Husumet konusu, Hukuk Usulü Muhakemeleri Kanununun 187. maddesinde (Hukuk Muhakemeleri Kanunu’nun 116. maddesinde) yer alan ilk itirazlardan olmadığından davanın her aşamasında ileri sürülebilir. Taraflarca ileri sürülmese dahi gerek mahkemece, gerekse Yargıtay’ca, tarafların bu yönde bir savunmasının olup olmadığına bakılmaksızın kendiliğinden göz önünde tutulur.
Öte yandan, taraf ehliyeti, davada taraf olabilme yeteneğidir. Taraf ehliyeti, Medeni Hukuktaki medeni haklardan istifade (hak) ehliyetinin Medeni Usul hukukunda büründüğü şekildir. Kimlerin taraf ehliyetine sahip bulunduğu Medeni Kanuna göre belirlenir (HUMK m.38, TMK m.8 ve m.48).
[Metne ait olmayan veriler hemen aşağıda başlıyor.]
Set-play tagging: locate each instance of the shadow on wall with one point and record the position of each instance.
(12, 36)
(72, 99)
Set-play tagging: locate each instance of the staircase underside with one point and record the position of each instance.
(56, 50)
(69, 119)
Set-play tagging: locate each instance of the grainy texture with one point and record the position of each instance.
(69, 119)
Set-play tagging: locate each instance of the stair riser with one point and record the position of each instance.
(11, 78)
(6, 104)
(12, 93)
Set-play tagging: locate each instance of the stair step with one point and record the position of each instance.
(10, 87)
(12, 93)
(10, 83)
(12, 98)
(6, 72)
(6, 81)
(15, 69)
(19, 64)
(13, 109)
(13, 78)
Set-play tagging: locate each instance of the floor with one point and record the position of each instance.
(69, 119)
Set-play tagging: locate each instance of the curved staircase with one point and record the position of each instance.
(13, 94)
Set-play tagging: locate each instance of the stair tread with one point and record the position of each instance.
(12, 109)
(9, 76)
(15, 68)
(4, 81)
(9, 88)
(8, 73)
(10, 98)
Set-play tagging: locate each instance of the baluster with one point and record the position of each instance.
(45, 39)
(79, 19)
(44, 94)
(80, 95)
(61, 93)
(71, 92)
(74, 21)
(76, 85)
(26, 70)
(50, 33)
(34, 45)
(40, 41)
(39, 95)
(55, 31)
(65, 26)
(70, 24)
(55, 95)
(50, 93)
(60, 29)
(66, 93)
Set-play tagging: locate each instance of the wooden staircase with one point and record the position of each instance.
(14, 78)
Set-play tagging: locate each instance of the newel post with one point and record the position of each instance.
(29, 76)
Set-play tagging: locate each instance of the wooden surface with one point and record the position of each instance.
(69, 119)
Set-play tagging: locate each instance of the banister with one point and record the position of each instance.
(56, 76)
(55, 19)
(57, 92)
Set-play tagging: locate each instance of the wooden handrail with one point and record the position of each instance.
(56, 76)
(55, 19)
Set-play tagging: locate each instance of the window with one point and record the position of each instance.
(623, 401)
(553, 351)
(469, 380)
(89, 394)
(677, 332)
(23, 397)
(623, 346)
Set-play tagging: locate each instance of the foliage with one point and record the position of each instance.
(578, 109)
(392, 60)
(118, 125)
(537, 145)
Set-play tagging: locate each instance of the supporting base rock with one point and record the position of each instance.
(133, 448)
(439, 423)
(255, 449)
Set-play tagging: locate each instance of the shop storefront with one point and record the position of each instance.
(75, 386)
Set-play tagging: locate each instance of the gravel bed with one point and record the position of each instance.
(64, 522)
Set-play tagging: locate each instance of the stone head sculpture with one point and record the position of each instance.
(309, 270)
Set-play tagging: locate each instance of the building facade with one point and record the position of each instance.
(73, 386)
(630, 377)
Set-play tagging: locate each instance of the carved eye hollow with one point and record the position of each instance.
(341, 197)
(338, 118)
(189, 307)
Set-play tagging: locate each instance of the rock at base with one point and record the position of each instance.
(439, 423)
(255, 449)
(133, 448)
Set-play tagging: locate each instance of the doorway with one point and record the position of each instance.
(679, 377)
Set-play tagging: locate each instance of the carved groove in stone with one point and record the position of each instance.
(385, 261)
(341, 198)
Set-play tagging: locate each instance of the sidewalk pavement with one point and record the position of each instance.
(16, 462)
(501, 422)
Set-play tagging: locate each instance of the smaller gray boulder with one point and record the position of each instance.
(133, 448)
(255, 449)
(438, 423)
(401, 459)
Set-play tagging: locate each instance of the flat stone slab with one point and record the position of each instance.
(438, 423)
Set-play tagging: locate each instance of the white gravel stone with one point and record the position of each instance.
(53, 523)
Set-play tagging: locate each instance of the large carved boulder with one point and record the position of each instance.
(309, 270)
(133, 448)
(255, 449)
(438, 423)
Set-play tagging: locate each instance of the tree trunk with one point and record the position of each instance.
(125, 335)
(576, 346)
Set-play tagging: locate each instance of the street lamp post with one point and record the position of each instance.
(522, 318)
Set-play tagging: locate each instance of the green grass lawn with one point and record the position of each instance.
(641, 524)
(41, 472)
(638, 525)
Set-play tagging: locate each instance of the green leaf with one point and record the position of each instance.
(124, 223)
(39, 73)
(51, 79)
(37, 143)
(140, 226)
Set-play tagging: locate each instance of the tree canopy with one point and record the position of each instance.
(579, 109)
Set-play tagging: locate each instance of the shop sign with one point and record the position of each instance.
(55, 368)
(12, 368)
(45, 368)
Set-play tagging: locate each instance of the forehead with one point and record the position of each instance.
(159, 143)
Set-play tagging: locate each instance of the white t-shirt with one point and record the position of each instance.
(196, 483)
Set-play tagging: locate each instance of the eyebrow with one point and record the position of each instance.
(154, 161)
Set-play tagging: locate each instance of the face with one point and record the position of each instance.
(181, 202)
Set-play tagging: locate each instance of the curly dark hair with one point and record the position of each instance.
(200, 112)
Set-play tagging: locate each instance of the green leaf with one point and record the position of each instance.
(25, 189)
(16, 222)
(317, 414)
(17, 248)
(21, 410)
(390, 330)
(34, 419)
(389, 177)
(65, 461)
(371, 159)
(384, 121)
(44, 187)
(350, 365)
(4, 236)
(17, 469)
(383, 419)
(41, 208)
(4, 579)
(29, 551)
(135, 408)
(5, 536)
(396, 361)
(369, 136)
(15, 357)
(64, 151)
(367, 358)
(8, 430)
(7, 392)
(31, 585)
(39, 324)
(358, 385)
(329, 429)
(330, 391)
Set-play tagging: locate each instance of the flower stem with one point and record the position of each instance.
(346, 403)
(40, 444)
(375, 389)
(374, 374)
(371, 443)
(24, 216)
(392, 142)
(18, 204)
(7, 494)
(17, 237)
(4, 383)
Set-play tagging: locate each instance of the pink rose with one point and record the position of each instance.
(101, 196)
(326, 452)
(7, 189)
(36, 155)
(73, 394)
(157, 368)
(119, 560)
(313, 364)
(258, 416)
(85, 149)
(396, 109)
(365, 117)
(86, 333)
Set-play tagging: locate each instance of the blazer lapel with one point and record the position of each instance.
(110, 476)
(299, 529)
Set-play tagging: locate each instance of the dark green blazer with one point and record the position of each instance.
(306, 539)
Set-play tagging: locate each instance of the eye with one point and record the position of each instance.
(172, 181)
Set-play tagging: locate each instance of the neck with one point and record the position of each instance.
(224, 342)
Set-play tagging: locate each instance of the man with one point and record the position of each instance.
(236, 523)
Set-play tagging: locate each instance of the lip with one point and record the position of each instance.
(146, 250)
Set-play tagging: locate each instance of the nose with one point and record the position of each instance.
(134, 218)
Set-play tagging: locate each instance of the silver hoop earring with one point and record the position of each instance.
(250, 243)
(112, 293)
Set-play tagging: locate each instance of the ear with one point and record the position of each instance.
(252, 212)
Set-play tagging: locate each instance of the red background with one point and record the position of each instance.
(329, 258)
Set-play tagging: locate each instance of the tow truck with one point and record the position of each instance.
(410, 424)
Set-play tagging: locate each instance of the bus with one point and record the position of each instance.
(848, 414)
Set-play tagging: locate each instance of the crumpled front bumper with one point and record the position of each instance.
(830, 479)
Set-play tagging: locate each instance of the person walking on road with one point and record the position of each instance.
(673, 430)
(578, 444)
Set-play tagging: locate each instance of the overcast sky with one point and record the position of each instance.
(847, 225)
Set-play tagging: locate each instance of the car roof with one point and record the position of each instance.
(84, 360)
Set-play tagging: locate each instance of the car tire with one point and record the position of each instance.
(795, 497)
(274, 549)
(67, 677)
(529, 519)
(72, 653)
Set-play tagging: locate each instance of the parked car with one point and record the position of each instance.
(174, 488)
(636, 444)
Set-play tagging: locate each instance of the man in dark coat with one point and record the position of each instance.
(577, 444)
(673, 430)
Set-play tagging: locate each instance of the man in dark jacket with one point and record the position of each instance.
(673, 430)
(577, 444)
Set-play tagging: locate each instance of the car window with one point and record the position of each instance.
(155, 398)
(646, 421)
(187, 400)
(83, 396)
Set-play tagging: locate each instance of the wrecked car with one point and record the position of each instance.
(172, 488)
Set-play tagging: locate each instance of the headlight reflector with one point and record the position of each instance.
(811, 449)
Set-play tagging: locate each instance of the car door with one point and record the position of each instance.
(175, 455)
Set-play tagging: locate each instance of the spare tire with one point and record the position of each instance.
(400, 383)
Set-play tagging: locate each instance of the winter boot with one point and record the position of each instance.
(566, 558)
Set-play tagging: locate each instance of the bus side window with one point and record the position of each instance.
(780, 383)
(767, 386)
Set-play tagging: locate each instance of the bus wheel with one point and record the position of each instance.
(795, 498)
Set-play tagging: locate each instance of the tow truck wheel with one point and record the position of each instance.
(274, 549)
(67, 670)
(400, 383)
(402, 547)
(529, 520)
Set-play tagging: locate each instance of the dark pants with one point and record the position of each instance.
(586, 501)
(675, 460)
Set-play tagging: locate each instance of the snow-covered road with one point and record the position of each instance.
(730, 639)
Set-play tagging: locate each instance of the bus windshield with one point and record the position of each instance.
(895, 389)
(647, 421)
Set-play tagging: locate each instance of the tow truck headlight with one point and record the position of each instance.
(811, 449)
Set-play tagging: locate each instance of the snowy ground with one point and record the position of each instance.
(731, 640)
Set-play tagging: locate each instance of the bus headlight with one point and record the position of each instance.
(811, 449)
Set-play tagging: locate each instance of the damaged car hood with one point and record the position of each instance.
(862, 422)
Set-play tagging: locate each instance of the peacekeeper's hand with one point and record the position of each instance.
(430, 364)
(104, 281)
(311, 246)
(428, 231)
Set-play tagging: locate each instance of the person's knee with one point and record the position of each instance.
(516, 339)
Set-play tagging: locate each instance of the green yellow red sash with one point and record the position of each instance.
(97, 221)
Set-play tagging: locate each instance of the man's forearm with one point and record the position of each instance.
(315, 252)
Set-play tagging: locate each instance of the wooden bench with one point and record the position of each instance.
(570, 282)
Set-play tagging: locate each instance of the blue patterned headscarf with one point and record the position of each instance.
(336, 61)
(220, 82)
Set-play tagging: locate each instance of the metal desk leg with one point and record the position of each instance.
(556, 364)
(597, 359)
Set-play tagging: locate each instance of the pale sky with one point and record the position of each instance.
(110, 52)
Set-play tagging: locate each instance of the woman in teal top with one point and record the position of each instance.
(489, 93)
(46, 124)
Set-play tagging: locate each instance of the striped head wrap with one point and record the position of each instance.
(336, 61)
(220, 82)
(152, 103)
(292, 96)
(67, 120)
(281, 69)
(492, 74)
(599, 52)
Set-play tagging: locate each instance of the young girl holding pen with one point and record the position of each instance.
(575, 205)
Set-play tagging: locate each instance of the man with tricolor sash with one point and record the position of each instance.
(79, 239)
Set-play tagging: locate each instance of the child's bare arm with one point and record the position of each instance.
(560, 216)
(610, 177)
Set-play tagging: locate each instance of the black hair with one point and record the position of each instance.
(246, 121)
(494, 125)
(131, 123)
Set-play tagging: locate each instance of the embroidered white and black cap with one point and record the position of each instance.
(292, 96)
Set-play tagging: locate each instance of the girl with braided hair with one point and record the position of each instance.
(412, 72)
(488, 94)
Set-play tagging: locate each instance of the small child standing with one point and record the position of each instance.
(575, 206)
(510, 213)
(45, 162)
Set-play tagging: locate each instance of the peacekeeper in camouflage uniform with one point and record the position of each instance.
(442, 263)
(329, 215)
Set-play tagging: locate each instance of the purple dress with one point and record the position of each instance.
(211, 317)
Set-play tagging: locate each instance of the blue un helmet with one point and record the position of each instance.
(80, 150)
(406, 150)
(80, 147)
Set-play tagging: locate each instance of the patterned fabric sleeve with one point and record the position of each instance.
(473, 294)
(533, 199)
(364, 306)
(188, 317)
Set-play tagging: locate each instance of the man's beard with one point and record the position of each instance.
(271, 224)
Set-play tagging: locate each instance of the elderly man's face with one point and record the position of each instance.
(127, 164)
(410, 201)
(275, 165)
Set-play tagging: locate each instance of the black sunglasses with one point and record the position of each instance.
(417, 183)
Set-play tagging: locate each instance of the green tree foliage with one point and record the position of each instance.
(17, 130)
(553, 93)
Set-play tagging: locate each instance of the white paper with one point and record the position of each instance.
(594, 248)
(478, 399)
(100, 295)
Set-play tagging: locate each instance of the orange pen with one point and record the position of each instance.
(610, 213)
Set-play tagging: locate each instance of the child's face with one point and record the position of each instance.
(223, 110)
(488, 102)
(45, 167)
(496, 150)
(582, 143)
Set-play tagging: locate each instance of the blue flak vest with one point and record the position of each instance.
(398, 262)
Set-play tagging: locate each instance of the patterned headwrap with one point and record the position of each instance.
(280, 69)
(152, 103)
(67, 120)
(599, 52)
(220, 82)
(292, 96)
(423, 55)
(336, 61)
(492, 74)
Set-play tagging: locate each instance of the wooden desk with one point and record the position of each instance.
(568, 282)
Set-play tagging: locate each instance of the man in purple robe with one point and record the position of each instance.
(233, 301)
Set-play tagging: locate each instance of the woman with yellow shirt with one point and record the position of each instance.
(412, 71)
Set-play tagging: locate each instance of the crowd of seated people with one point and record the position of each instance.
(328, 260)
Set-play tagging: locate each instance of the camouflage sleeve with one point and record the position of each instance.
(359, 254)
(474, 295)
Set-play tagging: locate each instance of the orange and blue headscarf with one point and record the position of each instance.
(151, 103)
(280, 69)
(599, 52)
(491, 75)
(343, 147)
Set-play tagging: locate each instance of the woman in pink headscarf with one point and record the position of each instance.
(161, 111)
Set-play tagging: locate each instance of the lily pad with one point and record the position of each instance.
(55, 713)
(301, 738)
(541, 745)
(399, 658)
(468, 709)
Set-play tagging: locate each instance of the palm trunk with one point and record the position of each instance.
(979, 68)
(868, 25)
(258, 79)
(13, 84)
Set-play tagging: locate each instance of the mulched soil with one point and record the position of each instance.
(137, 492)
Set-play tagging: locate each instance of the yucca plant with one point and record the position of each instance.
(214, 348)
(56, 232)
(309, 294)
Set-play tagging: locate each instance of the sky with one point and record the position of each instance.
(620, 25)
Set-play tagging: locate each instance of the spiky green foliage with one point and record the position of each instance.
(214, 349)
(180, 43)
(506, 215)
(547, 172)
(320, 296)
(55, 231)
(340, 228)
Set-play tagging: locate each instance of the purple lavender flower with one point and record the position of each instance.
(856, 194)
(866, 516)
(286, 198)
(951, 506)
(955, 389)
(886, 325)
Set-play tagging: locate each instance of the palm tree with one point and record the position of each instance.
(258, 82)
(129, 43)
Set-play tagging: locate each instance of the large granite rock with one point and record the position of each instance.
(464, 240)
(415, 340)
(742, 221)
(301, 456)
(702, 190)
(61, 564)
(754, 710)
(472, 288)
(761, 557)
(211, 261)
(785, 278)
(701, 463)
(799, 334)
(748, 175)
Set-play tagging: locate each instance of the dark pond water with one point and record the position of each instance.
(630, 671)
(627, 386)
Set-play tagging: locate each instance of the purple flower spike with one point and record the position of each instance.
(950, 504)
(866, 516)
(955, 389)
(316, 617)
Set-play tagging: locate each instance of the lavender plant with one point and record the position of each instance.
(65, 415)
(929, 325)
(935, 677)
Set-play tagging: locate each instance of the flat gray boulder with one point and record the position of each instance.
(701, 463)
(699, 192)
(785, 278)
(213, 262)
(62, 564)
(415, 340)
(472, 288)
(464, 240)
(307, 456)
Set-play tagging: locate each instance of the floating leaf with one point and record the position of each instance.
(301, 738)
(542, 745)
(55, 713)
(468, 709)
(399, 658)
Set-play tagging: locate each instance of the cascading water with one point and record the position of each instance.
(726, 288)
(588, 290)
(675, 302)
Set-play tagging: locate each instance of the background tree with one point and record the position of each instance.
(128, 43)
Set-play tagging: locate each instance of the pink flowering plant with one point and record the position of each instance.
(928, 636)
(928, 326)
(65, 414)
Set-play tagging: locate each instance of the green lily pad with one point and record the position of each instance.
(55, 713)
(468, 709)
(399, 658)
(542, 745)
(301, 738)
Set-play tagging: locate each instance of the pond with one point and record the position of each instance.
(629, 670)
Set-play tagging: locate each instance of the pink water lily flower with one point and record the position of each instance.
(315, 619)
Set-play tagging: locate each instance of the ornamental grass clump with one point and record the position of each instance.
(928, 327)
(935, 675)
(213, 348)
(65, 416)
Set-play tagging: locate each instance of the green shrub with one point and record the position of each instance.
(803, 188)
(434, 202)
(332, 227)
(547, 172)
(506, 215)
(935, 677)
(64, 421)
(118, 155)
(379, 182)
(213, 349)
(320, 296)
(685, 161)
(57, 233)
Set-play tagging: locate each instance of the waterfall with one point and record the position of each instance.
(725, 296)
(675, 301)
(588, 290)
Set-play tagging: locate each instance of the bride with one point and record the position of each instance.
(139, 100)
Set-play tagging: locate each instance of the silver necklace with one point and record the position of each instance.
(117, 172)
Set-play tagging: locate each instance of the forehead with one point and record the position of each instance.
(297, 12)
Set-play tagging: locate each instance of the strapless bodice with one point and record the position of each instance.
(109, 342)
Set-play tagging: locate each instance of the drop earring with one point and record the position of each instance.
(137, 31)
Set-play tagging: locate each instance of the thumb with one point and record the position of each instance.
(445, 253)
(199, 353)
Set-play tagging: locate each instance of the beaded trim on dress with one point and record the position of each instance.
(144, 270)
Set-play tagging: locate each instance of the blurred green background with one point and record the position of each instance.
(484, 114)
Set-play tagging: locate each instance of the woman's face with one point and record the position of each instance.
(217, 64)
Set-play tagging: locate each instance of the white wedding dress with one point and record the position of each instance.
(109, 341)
Buna göre, medeni haklardan istifade (hak) ehliyeti bulunan her gerçek (TMK m.8) ve tüzel (TMK m.48) kişi, davada taraf olabilme ehliyetine de sahiptir. (Yargıtay Hukuk Genel Kurulu’nun 12.12.2007 tarih ve 2007/5-972 Esas, 2007/972 Karar sayılı ilamı) Bu yönde, davalı … Müdürlüğünün ayrı tüzel kişiliği bulunmadığı için, bu davalı davada taraf ehliyetine sahip değildir. Bu davada taraf ehliyeti bu bölge müdürlüğüne değil, onun bağlı olduğu TÜİK Başkanlığına aittir. Hal böyle olunca,
Bölge Müdürlüğüne karşı dava açılırsa; dava, Bölge Müdürlüğünün taraf ehliyeti (tüzel kişiliği) olmaması nedeniyle reddedilemez. Çünkü, davacının amacı Devlet tüzel kişiliğini (TÜİK Başkanlığını) dava etmektir. Davacı, davasını yanlış kuruma yöneltmekle, hasımda değil, temsilci de yanılmış olmaktadır. Bu durumda, temsilcide yanılgıya ilişkin yanlışlık düzeltilerek Mahkemece, husumet yöneltilmesi sağlanacak olan TÜİK Başkanlığına dava dilekçesi ve duruşma günü tebliğ edilerek; bu davalının göstereceği deliller de toplanmalıdır.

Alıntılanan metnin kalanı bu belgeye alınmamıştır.